Chiara Caputi and clara ramazzotti (CUNY, Graduate Center), for a book-project on the Representation of Female Characters from the Italian Canon on Television.
/


Chiara Caputi is a PhD student in Comparative Literature with a specialization in Italian Studies at The Graduate Center, CUNY. She teaches Italian Language and Literature and American Pop Culture and Mass Society at College of Staten Island (CUNY) and Italian Language at Fashion Institute of Technology (SUNY). Since 2023, she has been a member of the editorial board of Quaderni d’Italianistica. In 2022, she published an article titled La Mortaccia (frammenti): analisi della prima riscrittura dantesca di Pier Paolo Pasolini in the journal Annali d’Italianistica. Additionally, in 2023, she published the essay “Lu Santo Jullare Francesco: Dario Fo tra giullari, dialetto e tradizione popolare” in the latest issue of Il 996 – Rivista del Centro Studi Giuseppe Gioacchino Belli. Her research interests include the reception of Dante’s Commedia and female and queer authorship.

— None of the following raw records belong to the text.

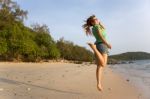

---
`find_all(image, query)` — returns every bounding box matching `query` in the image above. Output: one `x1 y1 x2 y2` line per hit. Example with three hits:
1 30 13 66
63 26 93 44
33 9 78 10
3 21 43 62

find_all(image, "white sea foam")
110 60 150 99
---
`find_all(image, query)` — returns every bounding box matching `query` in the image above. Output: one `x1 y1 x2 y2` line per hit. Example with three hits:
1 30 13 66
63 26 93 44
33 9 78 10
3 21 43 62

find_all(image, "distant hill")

Clara Ramazzotti is a PhD Candidate in Comparative Literature at The Graduate Center, CUNY. She holds a Master’s Degree in History at Università degli Studi di Milano and grew an academic interest for TV criticism and Media Studies after working with international advertising agencies for several years. Her reserach focuses on the representation of American Dream and the traumatic experiences related to it on television, with attention on young adult TV series. She is appointed as an Adjunct Lecturer at City College of New York and as an Adjunct Faculty at Fordham University. She recently published an article for Italica titled “Analisi dell’evoluzione televisiva nelle produzioni italiane originali di Netflix, Amazon Prime Video e Disney+”, a study of what the streaming platforms are proposing to their Italian audience, and she participated in the conference “Between Italy and the US: A New Paradigm for Cultural Exchanges” at Centro Studi Americani in Rome with an article titled “Escaping the American Dream: Italian Landscapes on TV” focused on the use of Italian sceneries as a backdrop in American TV shows.